Analysts explained the sharp jump in output recorded by Rosstat in February

Analysts explained the sharp jump in output recorded by Rosstat in February


Most economists agree that the surge in industrial production volumes discovered by Rosstat in February does not change the overall dynamics of output – it is close to stagnation, although at a high level. The main reasons for this situation are record capacity utilization and a shortage of workers, analysts believe – there is nothing and no one to accelerate production further without a radical increase in productivity and expansion of the production fleet.

Analysts from the Center for Macroeconomic Analysis and Short-Term Forecasting (TSMAKP) in a fresh note on industrial production confirm that the sharp jump in output recorded by Rosstat in February compared to January (see Kommersant on March 28) is primarily due to the calendar effect of a leap month (an extra working day in February). “According to estimates from all three organizations (Rosstat, TsMAKP, HSE.— “Kommersant”), independently forming estimates of the dynamics of industrial production, it should be noted that the stagnation trend has continued at least since mid-2023,” conclude the center’s analysts, noting that the estimates of the National Research University Higher School of Economics are more volatile, but according to their data, significant industrial growth is not visible (released in February was approximately at the level of September 2023, see chart).

However, the Ministry of Economy does not agree with such conclusions: according to its estimates, taking into account seasonality, production increased in February by 1.3% after an increase of 0.4% in January (however, they only talk about seasonality and do not discuss the influence of the calendar effect in February).

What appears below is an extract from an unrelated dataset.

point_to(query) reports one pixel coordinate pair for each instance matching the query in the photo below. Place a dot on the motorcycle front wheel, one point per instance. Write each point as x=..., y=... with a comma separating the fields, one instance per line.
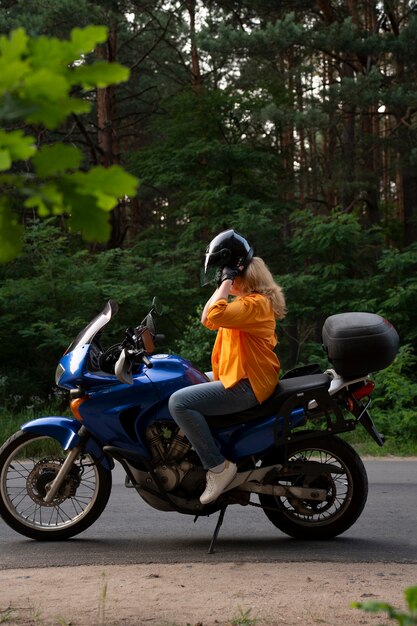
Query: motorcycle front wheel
x=343, y=477
x=28, y=464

To the level of two years ago, the ministry’s analysts also see a significant acceleration – 6.3% after 1.6% a month earlier. “In general, all areas of the manufacturing industry showed an improvement in growth rates in February 2024,” they conclude.

“In most of the main types of activity, the transition to stagnation has either already occurred or is becoming more and more visible,” meanwhile, they believe in TsMAKP. The decline in loading by rail in the last three months does not support the growth of activity in industry (see page 1). Other observers also agree with the conclusions of the center’s analysts, although they differ in their assessments of the calendar effect. Thus, Raiffeisenbank notes that the structure of industrial growth is mainly dominated by metallurgy, production of automobiles, machinery and equipment, as well as electronics – probably against the backdrop of increased budget expenditures, especially in the first months (remember that last year and this year the Ministry of Finance allocates a significant portion of funds during this period). “A significant part of other industries, primarily aimed at domestic demand, remains stagnant,” the bank’s economists are convinced. “The locomotive is the manufacturing industries, within them is the production of metallurgical and finished metal products,” agree the authors of the Telegram channel “Hard Figures”, believing, however, that production, taking into account seasonality and calendar, in February added 1.3% (versus 1. 5% according to Rosstat). And economists from the MMI Telegram channel believe that in February, taking into account seasonality and the calendar, the industry did not change its output, although “the index smoothed over three months maintained a positive trend.”

Different approaches to assessing seasonality and calendar do not change the general near-stagnation trend in industrial production as a whole, with the exception of certain industries. Analysts recall that the main reasons for the subdued pace of industrial growth were and remain high capacity utilization (judging by various surveys, it has reached and consolidated at multi-year highs) and shortages in the labor market (as evidenced by record low unemployment), while noting factor in the additional reduction in oil production planned for this year. All this will further hinder industrial growth.

The industrial output index to the corresponding level of the previous year, adjusted for the calendar effect, in February was estimated by CMAKP at 104.1% (versus 108.5% without taking into account the calendar effect) after 104.6% in January and taking into account the effect of the base that increased at the beginning of 2023 at a high probability of continued stagnation of output in March and April is predicted at the level of 102.2–102.6%. Let us recall that in September 2023, the Ministry of Economy predicted industrial growth in 2024 at 2.6%, current consensus forecasts from the Interfax agency suggest it at 1.8%, and FocusEconomics at 1.9%.